Bárbara Eugênia e o tesouro sem preço das pérolas populares Juliana Rubin / Divulgação

Bárbara Eugênia e o tesouro sem preço das pérolas populares

Quando eu era criança e brincava descalço no sol de Araraquara, nos anos 80, minhas avós ouviam canções de amor no rádio e cantavam junto, separando a dedo na mesa da cozinha as cascas e pedras do arroz comprado a granel. Ali, naquele tempo e espaço nosso, não havia tristeza, nem medo, nem fome nem nada que levasse embora a alegria da gente. Enquanto houvesse uma canção soando no rádio, nós éramos felizes para sempre.

E sempre havia. Naquele tempo, minha tia ganhou um disco pequenininho, um “compacto” de uma antiga cantora muito popular, num sorteio da rádio Morada do Sol, e me deu de presente. Na minha casa ainda não havia vitrola, então eu girava o disco num prego na parede e cantava para os meus cachorros:

“Uma pombinha branca…
passa no céu a voar
Uma pombinha branca
voa tão livre no ar
Não tem ninguém que vive tão bem…”

A cantora se chamava Joelma (que não é a do Calipso!), e fazia muito sucesso na época. Eu era criança e sabia da vida tão pouco quanto sei hoje, mas cantava de cor as canções que enchiam a nossa casa de vida. A gente sabia sentir alegria.

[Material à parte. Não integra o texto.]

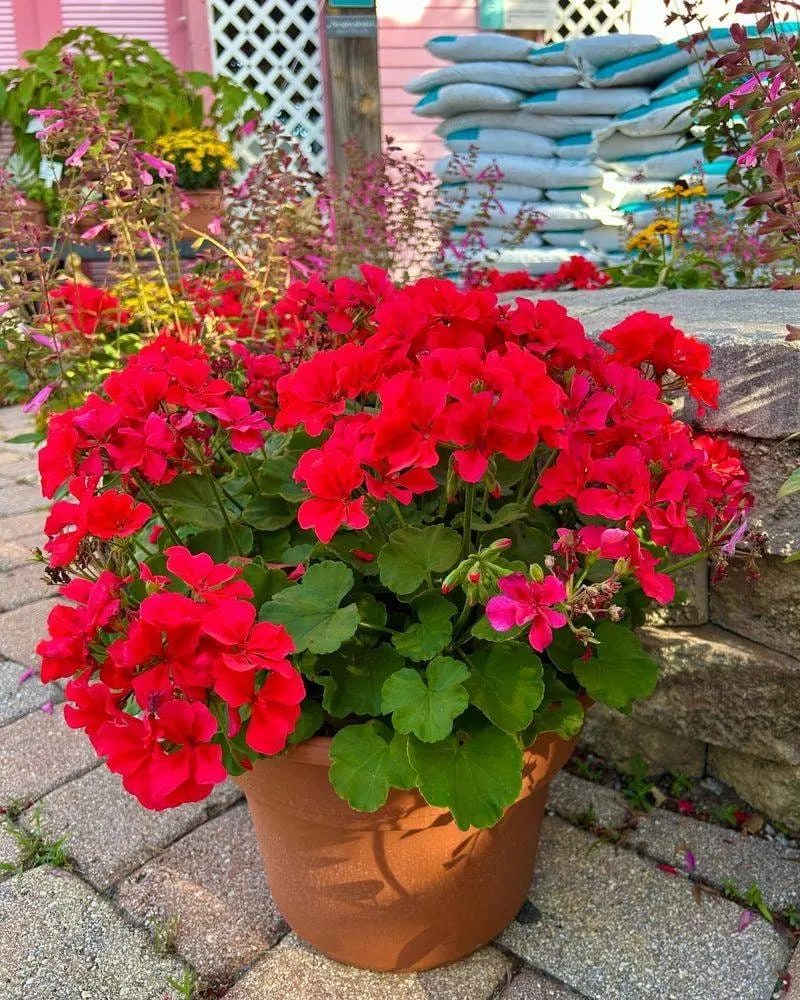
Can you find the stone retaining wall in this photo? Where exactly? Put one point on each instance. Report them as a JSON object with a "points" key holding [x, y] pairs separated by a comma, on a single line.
{"points": [[728, 702]]}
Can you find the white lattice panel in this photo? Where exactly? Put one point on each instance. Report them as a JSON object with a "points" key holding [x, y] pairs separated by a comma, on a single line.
{"points": [[591, 17], [273, 46]]}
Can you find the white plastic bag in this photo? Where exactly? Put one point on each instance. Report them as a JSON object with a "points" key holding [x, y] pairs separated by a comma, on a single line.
{"points": [[488, 140], [519, 76], [619, 146], [530, 170], [670, 114], [582, 101], [484, 46], [552, 126]]}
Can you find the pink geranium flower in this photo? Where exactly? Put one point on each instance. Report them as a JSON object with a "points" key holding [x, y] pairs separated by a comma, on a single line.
{"points": [[525, 601]]}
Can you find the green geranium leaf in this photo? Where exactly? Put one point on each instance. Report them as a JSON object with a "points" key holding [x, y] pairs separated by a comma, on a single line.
{"points": [[560, 711], [427, 637], [218, 544], [476, 778], [269, 513], [354, 682], [564, 650], [191, 500], [483, 630], [507, 685], [311, 719], [310, 611], [792, 485], [426, 707], [413, 554], [506, 515], [619, 671], [366, 761]]}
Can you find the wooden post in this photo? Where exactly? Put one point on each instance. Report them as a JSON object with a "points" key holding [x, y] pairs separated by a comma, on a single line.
{"points": [[352, 83]]}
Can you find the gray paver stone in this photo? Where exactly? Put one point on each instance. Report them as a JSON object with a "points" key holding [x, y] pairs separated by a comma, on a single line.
{"points": [[293, 970], [571, 797], [17, 699], [21, 630], [613, 927], [109, 832], [21, 498], [24, 585], [61, 941], [38, 753], [535, 986], [212, 881]]}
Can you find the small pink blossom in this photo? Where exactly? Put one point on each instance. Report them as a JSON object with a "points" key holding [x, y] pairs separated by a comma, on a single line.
{"points": [[525, 601], [38, 401]]}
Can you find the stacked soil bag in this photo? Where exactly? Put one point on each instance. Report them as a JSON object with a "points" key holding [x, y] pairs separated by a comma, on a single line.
{"points": [[583, 131]]}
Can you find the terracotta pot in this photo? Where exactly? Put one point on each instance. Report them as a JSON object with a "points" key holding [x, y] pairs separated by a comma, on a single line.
{"points": [[403, 888], [205, 206]]}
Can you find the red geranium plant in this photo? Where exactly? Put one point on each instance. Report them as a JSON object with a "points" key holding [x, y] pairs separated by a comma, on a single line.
{"points": [[426, 540]]}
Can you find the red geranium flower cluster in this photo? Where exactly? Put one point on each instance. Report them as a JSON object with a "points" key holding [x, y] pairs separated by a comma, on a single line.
{"points": [[230, 301], [450, 370], [162, 683], [149, 428], [85, 310]]}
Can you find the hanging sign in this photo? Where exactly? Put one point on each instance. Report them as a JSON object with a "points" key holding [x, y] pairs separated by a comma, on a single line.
{"points": [[352, 26], [497, 15]]}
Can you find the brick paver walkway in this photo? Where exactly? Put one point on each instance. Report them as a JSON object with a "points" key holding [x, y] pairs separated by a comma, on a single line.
{"points": [[156, 899]]}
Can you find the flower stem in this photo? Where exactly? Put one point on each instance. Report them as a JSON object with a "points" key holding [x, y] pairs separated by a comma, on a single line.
{"points": [[224, 511], [157, 508], [469, 503]]}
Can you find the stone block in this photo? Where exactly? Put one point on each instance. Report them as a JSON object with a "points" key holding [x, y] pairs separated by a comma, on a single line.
{"points": [[770, 464], [614, 927], [772, 787], [766, 610], [20, 525], [293, 970], [109, 832], [21, 630], [24, 585], [61, 941], [721, 854], [38, 753], [21, 498], [619, 738], [535, 986], [724, 690], [692, 606], [571, 798], [212, 883], [17, 698]]}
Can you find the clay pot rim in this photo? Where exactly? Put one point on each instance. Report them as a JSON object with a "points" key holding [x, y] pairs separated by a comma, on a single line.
{"points": [[316, 750]]}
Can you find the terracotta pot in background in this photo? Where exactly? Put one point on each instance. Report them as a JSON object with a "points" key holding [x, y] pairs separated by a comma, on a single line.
{"points": [[403, 888], [205, 206]]}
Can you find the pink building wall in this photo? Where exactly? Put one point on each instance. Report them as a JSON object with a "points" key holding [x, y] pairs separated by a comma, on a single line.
{"points": [[403, 28]]}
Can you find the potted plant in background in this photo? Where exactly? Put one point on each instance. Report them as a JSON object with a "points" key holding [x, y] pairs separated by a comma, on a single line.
{"points": [[378, 587], [200, 158]]}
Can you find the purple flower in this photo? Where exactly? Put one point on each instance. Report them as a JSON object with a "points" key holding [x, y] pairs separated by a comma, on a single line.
{"points": [[75, 158], [41, 397], [729, 548]]}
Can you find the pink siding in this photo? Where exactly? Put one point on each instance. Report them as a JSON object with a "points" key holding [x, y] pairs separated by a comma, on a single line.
{"points": [[403, 28], [145, 19]]}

Mais de quarenta anos depois, hoje eu sei que se tratava da chamada música “brega”, “cafona” e outros adjetivos bobocas que decidiram colar em certo cancioneiro romântico. Mas naquele tempo eram só as canções que a gente amava. Odair José, Marcio Greyck, Reginaldo Rossi, Wando, Fernando Mendes, Diana, Jane e Herondy e tantos outros eram estrelas de primeira grandeza em nossa casa. A gente era feliz e agradecia pelo simples fato de eles existirem e cantarem.

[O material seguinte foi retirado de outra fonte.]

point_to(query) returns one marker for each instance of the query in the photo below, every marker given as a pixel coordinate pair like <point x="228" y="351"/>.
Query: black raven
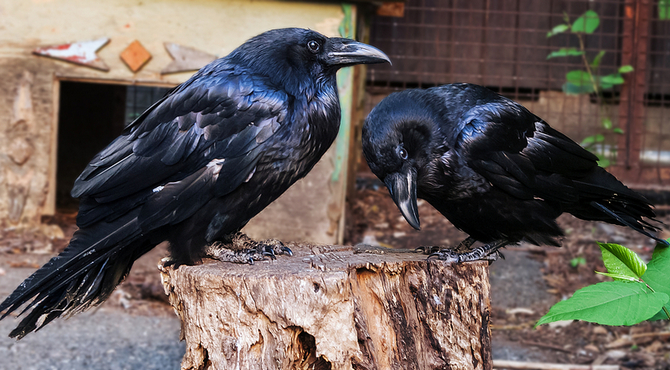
<point x="196" y="166"/>
<point x="492" y="168"/>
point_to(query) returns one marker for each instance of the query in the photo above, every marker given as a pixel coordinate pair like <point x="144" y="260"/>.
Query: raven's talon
<point x="287" y="251"/>
<point x="427" y="250"/>
<point x="446" y="255"/>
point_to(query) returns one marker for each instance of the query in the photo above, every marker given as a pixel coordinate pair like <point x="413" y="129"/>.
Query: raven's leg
<point x="243" y="249"/>
<point x="487" y="252"/>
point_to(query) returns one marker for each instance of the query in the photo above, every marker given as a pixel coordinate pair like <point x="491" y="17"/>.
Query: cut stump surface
<point x="330" y="308"/>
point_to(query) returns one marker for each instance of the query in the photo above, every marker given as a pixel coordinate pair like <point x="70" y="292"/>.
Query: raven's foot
<point x="243" y="249"/>
<point x="462" y="247"/>
<point x="488" y="252"/>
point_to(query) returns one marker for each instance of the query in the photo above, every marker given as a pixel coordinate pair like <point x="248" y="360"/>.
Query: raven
<point x="492" y="168"/>
<point x="196" y="166"/>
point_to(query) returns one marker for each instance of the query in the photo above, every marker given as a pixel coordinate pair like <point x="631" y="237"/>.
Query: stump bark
<point x="330" y="308"/>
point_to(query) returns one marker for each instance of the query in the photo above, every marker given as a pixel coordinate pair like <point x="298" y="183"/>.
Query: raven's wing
<point x="199" y="142"/>
<point x="523" y="156"/>
<point x="518" y="153"/>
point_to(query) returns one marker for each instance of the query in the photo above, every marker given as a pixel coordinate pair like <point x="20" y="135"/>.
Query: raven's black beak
<point x="402" y="187"/>
<point x="343" y="52"/>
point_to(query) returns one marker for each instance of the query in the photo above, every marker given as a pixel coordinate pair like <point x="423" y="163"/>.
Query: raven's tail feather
<point x="84" y="274"/>
<point x="632" y="220"/>
<point x="604" y="198"/>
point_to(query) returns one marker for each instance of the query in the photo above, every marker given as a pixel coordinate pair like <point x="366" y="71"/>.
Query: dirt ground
<point x="525" y="284"/>
<point x="518" y="301"/>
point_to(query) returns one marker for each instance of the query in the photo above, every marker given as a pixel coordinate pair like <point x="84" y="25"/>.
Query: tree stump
<point x="328" y="307"/>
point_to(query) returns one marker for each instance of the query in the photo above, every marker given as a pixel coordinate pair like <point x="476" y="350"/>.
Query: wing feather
<point x="215" y="116"/>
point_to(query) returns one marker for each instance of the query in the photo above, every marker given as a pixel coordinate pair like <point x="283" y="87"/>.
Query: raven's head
<point x="399" y="136"/>
<point x="288" y="55"/>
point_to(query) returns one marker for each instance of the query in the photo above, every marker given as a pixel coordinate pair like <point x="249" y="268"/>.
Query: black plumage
<point x="196" y="166"/>
<point x="494" y="169"/>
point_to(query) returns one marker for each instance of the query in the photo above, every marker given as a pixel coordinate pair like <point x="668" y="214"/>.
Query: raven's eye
<point x="313" y="46"/>
<point x="402" y="153"/>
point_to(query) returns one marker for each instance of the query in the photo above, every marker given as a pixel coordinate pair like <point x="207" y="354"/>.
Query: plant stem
<point x="653" y="291"/>
<point x="588" y="67"/>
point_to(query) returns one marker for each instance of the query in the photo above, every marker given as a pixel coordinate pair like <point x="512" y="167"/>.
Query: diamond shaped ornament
<point x="135" y="56"/>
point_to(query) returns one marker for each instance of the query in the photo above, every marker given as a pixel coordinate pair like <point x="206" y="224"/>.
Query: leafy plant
<point x="664" y="10"/>
<point x="589" y="81"/>
<point x="638" y="292"/>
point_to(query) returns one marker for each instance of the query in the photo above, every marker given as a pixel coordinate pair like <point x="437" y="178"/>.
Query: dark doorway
<point x="91" y="115"/>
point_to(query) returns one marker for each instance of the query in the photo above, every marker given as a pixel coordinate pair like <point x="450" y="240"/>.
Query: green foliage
<point x="608" y="303"/>
<point x="658" y="276"/>
<point x="664" y="10"/>
<point x="588" y="81"/>
<point x="587" y="23"/>
<point x="639" y="292"/>
<point x="622" y="262"/>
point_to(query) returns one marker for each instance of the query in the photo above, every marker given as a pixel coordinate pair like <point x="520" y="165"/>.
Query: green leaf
<point x="588" y="140"/>
<point x="565" y="52"/>
<point x="608" y="303"/>
<point x="578" y="78"/>
<point x="620" y="260"/>
<point x="587" y="23"/>
<point x="617" y="276"/>
<point x="566" y="17"/>
<point x="597" y="59"/>
<point x="612" y="79"/>
<point x="607" y="123"/>
<point x="627" y="68"/>
<point x="572" y="89"/>
<point x="658" y="271"/>
<point x="664" y="10"/>
<point x="558" y="29"/>
<point x="578" y="261"/>
<point x="659" y="316"/>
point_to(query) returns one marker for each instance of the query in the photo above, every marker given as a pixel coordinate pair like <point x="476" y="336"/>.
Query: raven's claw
<point x="242" y="249"/>
<point x="488" y="252"/>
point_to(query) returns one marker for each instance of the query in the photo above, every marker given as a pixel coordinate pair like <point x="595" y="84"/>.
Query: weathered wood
<point x="330" y="308"/>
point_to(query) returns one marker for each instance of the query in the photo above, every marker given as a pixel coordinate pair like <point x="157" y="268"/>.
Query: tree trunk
<point x="328" y="307"/>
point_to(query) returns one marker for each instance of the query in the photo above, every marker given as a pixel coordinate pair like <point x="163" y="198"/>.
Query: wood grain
<point x="330" y="308"/>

Deve ser por isso que eu fiquei tão emocionado ouvindo o disco novo da Bárbara Eugênia, o álbum “Foi Tudo Culpa do Amor (Pérolas Populares, Volume 1)”.

Bárbara Eugênia
Foi Tudo Culpa do Amor (Pérolas Populares, Volume 1)

Produzido e arranjado por Zeca Baleiro, o disco é o oitavo da carreira de Bárbara e o primeiro em que ela é só a intérprete. Bárbara é compositora de coisas lindas, mas mergulhou com tamanha paixão e tanta generosidade no projeto de cantar esses standards brasileiros que é como se ela ganhasse a coautoria deles. Ela e Baleiro desencavaram um tesouro de noventa pérolas do cancioneiro do povo. Dez delas entraram no álbum, mas esse é só o primeiro volume.

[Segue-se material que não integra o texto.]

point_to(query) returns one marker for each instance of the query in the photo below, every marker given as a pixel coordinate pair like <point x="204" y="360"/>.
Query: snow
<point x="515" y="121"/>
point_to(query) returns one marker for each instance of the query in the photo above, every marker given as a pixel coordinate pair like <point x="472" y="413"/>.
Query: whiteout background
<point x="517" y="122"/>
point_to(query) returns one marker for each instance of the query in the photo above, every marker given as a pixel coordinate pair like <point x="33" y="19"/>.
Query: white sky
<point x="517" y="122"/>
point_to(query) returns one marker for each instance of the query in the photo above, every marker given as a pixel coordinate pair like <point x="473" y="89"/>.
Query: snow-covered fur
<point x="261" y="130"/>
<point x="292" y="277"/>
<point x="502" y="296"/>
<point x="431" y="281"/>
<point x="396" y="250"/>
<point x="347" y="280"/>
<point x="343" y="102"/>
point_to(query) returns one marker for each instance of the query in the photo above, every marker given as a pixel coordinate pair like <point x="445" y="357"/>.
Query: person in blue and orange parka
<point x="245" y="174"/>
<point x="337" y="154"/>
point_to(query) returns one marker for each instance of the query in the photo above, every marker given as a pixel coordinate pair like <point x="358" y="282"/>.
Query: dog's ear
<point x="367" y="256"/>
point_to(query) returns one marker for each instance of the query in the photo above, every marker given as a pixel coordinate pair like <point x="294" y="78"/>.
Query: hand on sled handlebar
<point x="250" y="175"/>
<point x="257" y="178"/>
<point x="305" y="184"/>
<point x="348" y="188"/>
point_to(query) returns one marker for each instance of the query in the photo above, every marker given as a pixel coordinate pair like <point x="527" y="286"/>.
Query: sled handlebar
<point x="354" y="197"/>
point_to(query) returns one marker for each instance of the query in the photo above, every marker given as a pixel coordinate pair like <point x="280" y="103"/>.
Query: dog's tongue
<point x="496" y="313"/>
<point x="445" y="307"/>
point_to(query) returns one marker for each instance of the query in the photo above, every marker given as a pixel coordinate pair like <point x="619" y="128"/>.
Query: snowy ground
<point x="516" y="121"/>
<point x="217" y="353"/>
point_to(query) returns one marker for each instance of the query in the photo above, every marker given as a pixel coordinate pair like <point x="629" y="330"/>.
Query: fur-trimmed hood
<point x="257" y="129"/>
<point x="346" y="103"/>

Não sei você, mas eu acho bonito quando um compositor abre mão de cantar e gravar as próprias músicas para cantar e gravar as canções do outro. Ele opera ali um gesto de profunda generosidade. Com o outro, com a música, com a beleza, com o tempo. Conosco.

Que bonito é Bárbara cantando “Gosto de maçã”, do Wando, “Não se vá”, de Jane e Herondy, “Foi tudo culpa do amor”, de Diana, entre outras joias. Que bonito é Bárbara cantando.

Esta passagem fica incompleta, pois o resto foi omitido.